Notable Quotes & Memorable Moments

• On How the Scam Works:

  “This scam is so good. Even if you are extremely on guard and you're a skeptical person, this is all very believable.” — Roman [11:45]

• On the Power of Official-Looking Communication:

  “They actually created a real Apple support case in my name. They had me go to my mailbox and walked me through the case confirmation email verifying that the email sender was legitimate. It checked out.” — Eric Morey, quoted by Roman [04:54]

• On the Psychological Manipulation:

  “This was brilliant psychological manipulation. Each completed check mark built trust. The in progress indicator created urgency. I was watching my account being secured in real time, or so I thought.” — Eric Morey, quoted by Roman [13:40]
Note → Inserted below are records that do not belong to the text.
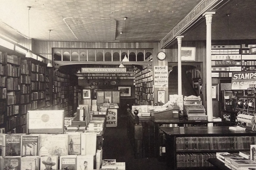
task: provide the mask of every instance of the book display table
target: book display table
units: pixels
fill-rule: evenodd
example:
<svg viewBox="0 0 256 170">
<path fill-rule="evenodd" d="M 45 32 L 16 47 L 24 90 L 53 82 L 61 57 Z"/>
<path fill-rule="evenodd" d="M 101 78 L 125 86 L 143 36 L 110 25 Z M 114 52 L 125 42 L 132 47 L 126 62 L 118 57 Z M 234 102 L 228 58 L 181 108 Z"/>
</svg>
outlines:
<svg viewBox="0 0 256 170">
<path fill-rule="evenodd" d="M 165 135 L 166 160 L 170 169 L 212 169 L 213 166 L 208 160 L 216 158 L 216 152 L 248 150 L 250 144 L 255 143 L 256 132 L 235 131 L 228 128 L 160 127 Z"/>
</svg>

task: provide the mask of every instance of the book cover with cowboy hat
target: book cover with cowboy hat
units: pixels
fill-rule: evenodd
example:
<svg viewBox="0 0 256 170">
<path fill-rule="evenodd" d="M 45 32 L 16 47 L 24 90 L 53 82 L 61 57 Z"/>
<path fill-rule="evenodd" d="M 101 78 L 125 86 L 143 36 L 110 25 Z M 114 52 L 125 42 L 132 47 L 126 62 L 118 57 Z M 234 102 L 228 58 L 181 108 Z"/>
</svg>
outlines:
<svg viewBox="0 0 256 170">
<path fill-rule="evenodd" d="M 41 156 L 40 159 L 40 170 L 58 169 L 58 156 Z"/>
</svg>

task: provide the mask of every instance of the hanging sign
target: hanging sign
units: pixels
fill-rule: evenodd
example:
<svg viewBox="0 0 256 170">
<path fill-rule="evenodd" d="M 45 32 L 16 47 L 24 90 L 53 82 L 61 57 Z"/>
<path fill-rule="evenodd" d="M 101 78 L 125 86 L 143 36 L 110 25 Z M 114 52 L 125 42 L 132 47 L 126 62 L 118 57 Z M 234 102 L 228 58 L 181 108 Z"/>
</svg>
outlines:
<svg viewBox="0 0 256 170">
<path fill-rule="evenodd" d="M 168 87 L 167 66 L 154 67 L 154 86 L 156 88 Z"/>
<path fill-rule="evenodd" d="M 126 68 L 82 68 L 81 73 L 126 73 Z"/>
<path fill-rule="evenodd" d="M 247 90 L 250 85 L 256 84 L 256 71 L 233 72 L 231 83 L 231 90 Z"/>
<path fill-rule="evenodd" d="M 106 127 L 117 126 L 117 109 L 110 109 L 107 112 Z"/>
</svg>

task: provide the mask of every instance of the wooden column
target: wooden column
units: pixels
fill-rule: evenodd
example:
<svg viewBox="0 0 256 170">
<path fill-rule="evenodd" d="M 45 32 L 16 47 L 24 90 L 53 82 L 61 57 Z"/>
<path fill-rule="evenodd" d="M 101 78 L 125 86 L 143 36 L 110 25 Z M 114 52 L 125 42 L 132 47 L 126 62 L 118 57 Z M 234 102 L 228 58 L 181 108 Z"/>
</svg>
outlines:
<svg viewBox="0 0 256 170">
<path fill-rule="evenodd" d="M 211 19 L 215 12 L 206 12 L 203 14 L 206 22 L 206 104 L 208 120 L 212 121 L 212 98 L 211 95 Z M 213 126 L 213 123 L 209 123 L 208 126 Z"/>
<path fill-rule="evenodd" d="M 177 36 L 178 42 L 178 95 L 182 95 L 181 82 L 181 40 L 184 36 Z"/>
</svg>

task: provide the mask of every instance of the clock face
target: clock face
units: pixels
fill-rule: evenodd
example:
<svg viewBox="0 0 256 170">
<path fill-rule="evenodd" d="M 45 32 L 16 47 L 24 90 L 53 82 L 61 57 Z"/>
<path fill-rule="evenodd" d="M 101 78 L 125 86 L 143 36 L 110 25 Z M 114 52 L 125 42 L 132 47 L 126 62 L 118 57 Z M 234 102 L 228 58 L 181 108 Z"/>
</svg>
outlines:
<svg viewBox="0 0 256 170">
<path fill-rule="evenodd" d="M 160 51 L 157 54 L 157 58 L 158 59 L 160 60 L 164 60 L 166 56 L 166 55 L 165 53 L 163 51 Z"/>
</svg>

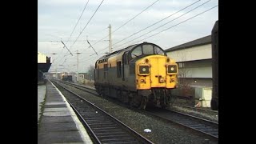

• On the Moment of Realization:

  “Seconds after entering that code, an email arrived which made my blood run cold. A device I didn’t own had signed into my account. This wasn’t legitimate. I told the rep who I was still on the phone with. He said it was expected as part of the security process. ... The call dropped.” — Eric Morey, quoted by Roman [15:40]

Important Timestamps

• 00:00–01:30: Introduction, episode purpose
• 03:17 pm ([02:20]): First fake authentication text and notifications
• 03:18 pm ([03:20]): Automated Apple call; first scam phone call
• 03:31 pm ([04:45]): Second scam call with real-time guidance
• 03:32 pm ([05:40]): Official Apple support email received
• 03:44 pm ([10:40]): Fraudulent “case closing” text and phishing link
• 03:47 pm ([15:35]): Realization of the scam, immediate damage control
• 21:50–22:30: Apple and FBI advice on how to avoid such scams

Takeaways & Advice

• Sophisticated phishing attacks can deploy real emails, texts, and phone calls from official sources.
• If you receive a call out of the blue from “Apple Support” (or any company), do not engage—end the call and use the official website or support numbers to verify.
• No legitimate company will ask for your 2FA codes or send you unexpected links to resolve security problems.

This episode is a must-listen for anyone using Apple devices or concerned about personal cybersecurity. As Roman stresses:

“If you remember that as a binary, you’ll be protected from these attacks, whether it’s Apple or Google or a bank or any other organization. Hang up. … call a publicly available support number.” [22:28]

Stay informed. Stay skeptical. And always verify before you trust—even when “Apple” is calling.